The United States of Mammon

Most Americans would laugh at the idea of worshipping a golden calf. Then they spend forty years organizing their lives around debt, career advancement, asset accumulation, and the approval of “the economy.” Solomon warned that the borrower becomes servant to the lender. Jesus warned that no one can serve both God and Mammon. The old gods demanded temples, priests, and sacrifices. The modern god simply asks for your time, your attention, your family, your peace, and eventually your identity. The question isn’t whether modern society worships. The question is whether we’ve mistaken our servant for our master.

When Mammon Drowns

What if the next great flood isn’t water?

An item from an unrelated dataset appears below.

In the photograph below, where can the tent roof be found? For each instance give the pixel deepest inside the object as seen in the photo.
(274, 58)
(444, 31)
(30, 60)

What if it’s a collapse of confidence?

For generations we have been taught to trust retirement accounts, stock markets, debt-fueled growth, central banks, and an economic system so large that most people don’t understand how it actually works. We assume tomorrow will look like today because it always has. The people in Noah’s day thought the same thing. They were eating, drinking, marrying, buying, selling, building, and planning for the future right up until the moment their world disappeared beneath the waves. If the modern god of Mammon were ever exposed as a false idol, the greatest losses might not be financial. They might be spiritual. Millions would discover that the thing they trusted to save them never could. The question isn’t whether markets rise or fall. The question is whether your faith rises and falls with them.